Lufthansa reduz perdas para 325 ME até junho e com 2.º trimestre a registar lucro

| Economia
Porto Canal / Agências

O grupo Lufthansa, intervencionado pelo Estado alemão, registou uma perda líquida de 325 milhões de euros nos primeiros seis meses, 82% abaixo do valor do período homólogo, na sequência de um aumento das receitas.

Em comunicado, o grupo aéreo alemão Lufthansa sublinhou que no segundo trimestre já registou lucros, designadamente de 259 milhões de euros, contra uma perda de 756 milhões de euros um ano antes.

O grupo afirmou que reduziu as perdas operacionais para 300 milhões de euros, menos 86% que na primeira metade de 2021, que as receitas aumentaram para 13.825 milhões de euros (+140%) e que a procura de bilhetes de avião continua forte.

O presidente executivo, Carsten Spohr, disse, na apresentação das contas, que as companhias aéreas em todo o mundo estão nos "seus limites operacionais", mas mostrou-se otimista quanto ao futuro.

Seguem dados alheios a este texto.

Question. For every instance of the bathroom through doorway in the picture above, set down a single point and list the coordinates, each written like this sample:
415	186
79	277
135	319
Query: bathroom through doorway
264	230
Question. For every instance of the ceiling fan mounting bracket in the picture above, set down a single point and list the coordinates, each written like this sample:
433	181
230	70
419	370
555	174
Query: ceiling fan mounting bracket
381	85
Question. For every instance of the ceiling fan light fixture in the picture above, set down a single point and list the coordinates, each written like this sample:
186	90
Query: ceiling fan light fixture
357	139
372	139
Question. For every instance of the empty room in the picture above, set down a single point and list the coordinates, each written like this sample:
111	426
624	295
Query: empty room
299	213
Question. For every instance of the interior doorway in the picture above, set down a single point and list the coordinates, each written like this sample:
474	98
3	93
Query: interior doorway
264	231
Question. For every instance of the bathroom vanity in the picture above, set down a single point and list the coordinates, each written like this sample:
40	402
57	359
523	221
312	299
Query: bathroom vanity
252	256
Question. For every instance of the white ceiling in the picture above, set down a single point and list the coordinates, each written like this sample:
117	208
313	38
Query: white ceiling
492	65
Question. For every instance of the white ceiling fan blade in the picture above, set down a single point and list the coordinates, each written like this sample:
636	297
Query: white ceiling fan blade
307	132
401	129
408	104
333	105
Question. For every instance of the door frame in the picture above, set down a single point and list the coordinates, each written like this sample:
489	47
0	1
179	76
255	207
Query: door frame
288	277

O número de passageiros transportados pelas companhias aéreas do grupo quadruplicou no primeiro semestre do ano para 40 milhões de passageiros (10 milhões há um ano), dos quais 29 milhões no segundo trimestre (contra sete milhões entre abril e junho de 2021).

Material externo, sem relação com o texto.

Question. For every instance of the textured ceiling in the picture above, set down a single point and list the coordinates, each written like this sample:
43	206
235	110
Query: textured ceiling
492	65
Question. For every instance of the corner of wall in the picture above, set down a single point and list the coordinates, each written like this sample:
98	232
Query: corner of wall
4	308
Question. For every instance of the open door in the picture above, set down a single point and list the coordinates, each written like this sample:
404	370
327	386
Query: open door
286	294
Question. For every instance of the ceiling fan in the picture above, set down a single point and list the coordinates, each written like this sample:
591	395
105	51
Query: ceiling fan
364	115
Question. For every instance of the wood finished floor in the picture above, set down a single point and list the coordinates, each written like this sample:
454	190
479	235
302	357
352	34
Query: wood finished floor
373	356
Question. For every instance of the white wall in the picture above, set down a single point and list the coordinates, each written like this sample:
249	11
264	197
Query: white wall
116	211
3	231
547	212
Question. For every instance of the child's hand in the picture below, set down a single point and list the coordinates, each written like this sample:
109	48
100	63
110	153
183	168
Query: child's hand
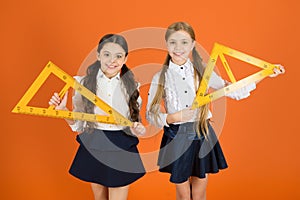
60	104
184	115
138	128
278	71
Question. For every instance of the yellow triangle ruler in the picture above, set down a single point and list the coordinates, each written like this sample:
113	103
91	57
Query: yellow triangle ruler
219	50
113	116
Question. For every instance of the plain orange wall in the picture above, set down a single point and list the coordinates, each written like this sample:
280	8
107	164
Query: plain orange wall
260	137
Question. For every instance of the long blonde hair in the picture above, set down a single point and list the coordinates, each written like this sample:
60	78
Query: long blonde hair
201	124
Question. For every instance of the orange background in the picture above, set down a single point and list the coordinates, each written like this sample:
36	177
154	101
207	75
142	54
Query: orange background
260	137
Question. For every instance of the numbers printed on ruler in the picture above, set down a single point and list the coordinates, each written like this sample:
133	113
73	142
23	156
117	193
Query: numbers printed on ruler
218	51
22	107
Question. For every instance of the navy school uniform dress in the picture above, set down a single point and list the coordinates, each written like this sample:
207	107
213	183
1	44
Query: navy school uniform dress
183	154
109	158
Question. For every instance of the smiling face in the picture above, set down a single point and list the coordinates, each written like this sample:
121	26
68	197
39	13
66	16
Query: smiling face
112	57
179	45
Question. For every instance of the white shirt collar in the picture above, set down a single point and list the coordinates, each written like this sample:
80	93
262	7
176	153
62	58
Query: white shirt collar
179	68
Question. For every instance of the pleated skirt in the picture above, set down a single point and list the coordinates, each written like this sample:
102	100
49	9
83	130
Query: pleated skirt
183	154
109	158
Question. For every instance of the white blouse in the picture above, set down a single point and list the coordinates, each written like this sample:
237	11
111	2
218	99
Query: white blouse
180	90
110	90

Devido ao aumento da procura, o grupo de companhias aéreas aumentou as capacidades e no segundo trimestre ofereceu 74% dos voos que tinha antes da pandemia e alcançou uma taxa de ocupação nos voos de 80%, quase tão elevada como antes da pandemia (83% em 2019).

O grupo mencionou o bom resultado operacional da companhia aérea suíça Swiss de 45 milhões de euros no primeiro semestre (contra uma perda de 383 milhões de euros um ano antes) devido a uma forte procura e a medidas de reestruturação.

O resultado no transporte de carga mantém-se em níveis recorde devido a problemas no transporte marítimo de mercadorias.

O resultado da filial de serviços de manutenção e reparação de aeronaves Lufthansa Technik também melhorou à medida que a procura destes serviços aumentou na sequência da recuperação do tráfego aéreo global.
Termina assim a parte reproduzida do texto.